Die Wahlbeobachter seien sich der Probleme im Zusammenhang mit dem Wahlgesetz bewusst, erklärte Salafranca nach Gesprächen mit libanesischen Regierungs- und Oppositionsvertretern und religiösen Würdenträgern. "Die Kontakte haben ergeben, dass sich ein Konsens in der Frage eines neuen Wahlgesetzes nicht erreichen lässt", bedauerte der EU-Delegationschef am Donnerstag vor der Presse.

Die Verabschiedung eines neuen Wahlgesetzes war an der Uneinigkeit zwischen dem Block der Anhänger des ermordeten sunnitischen Ex-Premiers Rafik Hariri und dessen christlichen Verbündeten gescheitert. Nach dem syrischen Militärabzug Ende April war die überkonfessionelle antisyrische Opposition zerfallen.

Der aus dem französischen Exil zurückgekehrte frühere Armeechef Ex-General Michel Aoun hat den freien Charakter des Urnengangs in Frage gestellt und der antisyrischen Opposition vorgeworfen, "sich selbst zu zerstören". Bei den Wahlen gehe es um eine "legale Fälschung", erklärte der populäre antisyrische Christenführer am Mittwoch in Beirut. Das geltende Wahlgesetz sei "ungesund" und schreibe die syrische Bevormundung fest. Mit einem solchen Wahlsystem könne es keine "Erneuerung des demokratischen Lebens" geben, warnte Aoun.
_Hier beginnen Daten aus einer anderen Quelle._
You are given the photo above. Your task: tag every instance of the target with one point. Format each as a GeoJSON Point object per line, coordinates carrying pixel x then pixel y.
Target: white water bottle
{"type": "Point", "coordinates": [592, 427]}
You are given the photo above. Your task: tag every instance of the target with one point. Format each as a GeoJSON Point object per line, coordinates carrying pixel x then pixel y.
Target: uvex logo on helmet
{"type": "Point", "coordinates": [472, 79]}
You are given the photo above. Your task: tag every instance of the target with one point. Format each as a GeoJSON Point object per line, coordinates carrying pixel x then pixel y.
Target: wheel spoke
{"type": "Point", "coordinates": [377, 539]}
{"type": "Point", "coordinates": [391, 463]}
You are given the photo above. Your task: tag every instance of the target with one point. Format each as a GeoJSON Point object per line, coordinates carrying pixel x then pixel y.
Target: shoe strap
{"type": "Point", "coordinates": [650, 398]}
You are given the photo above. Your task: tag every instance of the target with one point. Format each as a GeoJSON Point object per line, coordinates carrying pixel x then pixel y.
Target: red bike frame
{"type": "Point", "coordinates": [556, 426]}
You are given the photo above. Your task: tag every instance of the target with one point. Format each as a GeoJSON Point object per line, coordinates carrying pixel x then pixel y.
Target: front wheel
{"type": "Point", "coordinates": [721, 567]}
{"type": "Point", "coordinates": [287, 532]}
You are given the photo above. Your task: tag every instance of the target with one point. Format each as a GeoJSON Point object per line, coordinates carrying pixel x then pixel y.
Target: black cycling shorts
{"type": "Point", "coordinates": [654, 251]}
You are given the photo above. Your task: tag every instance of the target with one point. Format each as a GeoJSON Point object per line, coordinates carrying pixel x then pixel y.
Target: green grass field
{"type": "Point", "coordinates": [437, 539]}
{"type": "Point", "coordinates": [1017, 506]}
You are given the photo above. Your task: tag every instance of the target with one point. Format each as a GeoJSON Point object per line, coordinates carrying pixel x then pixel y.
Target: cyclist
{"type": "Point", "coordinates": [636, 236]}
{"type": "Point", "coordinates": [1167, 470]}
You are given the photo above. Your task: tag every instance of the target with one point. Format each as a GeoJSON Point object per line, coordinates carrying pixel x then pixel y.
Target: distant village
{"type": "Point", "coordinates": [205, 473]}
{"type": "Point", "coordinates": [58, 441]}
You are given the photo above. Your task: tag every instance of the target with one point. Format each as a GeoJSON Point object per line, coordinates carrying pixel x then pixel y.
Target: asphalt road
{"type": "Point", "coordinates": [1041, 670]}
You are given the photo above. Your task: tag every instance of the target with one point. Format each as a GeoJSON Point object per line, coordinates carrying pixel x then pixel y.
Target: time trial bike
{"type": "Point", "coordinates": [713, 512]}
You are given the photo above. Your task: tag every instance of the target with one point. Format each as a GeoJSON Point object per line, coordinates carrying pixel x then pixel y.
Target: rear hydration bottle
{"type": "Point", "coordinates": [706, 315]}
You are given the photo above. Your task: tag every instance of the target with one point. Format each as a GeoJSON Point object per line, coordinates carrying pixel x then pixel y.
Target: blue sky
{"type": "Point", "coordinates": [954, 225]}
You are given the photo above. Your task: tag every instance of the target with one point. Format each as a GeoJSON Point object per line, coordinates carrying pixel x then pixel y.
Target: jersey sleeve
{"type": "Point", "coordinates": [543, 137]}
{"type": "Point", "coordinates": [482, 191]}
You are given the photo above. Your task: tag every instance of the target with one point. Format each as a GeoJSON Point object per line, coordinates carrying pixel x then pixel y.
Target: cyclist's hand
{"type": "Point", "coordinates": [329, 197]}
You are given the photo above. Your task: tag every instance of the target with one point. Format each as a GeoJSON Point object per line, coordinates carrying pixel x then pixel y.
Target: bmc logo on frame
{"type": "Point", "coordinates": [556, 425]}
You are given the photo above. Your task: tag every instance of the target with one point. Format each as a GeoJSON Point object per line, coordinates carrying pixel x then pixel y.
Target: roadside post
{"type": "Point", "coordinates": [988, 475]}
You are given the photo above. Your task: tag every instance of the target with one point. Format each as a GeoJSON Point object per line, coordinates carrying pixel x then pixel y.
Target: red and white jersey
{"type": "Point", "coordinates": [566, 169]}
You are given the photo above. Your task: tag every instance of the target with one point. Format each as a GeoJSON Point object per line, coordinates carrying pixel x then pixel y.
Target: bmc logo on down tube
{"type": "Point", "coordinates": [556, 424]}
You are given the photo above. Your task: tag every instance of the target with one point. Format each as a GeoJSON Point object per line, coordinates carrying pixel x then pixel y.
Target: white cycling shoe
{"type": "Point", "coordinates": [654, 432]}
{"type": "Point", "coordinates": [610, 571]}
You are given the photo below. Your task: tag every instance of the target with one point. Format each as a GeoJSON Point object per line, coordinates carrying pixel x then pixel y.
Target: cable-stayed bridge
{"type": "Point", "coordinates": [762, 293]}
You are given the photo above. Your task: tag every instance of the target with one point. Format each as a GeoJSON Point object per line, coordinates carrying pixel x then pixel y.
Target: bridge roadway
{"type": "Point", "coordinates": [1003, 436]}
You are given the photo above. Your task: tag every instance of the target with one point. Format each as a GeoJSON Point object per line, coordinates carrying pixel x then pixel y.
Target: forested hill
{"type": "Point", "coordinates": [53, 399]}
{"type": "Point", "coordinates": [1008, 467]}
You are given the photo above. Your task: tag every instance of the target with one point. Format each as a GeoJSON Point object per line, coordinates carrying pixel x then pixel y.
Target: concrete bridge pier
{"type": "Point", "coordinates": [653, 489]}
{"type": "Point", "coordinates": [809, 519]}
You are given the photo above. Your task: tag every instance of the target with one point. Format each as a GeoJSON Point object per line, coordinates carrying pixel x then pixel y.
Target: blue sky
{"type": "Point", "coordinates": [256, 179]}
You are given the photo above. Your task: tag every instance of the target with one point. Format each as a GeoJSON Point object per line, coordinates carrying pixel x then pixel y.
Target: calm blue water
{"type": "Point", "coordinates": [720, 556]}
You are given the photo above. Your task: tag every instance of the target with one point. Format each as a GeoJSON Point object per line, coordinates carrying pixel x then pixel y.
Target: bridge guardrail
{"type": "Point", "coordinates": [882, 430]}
Nach der gegenwärtigen Wahlkreisstruktur würden nur 15 der 64 christlichen Mandatare von einer mehrheitlich christlichen Wählerschaft gewählt, für die Wahl der übrigen 49 würden muslimische Stimmen ausschlaggebend sein. Die Bischöfe der maronitischen Kirche, der mit Abstand stärksten christlichen Gemeinschaft im Libanon, hatten das geltende Wahlgesetz als "Verletzung der islamisch-christlichen Koexistenz" scharf verurteilt. "Es kann auf der Grundlage dieses Gesetzes keine gerechten Wahlen geben", hatte der maronitische Patriarch Kardinal Nasrallah Boutros Sfeir erklärt. (APA)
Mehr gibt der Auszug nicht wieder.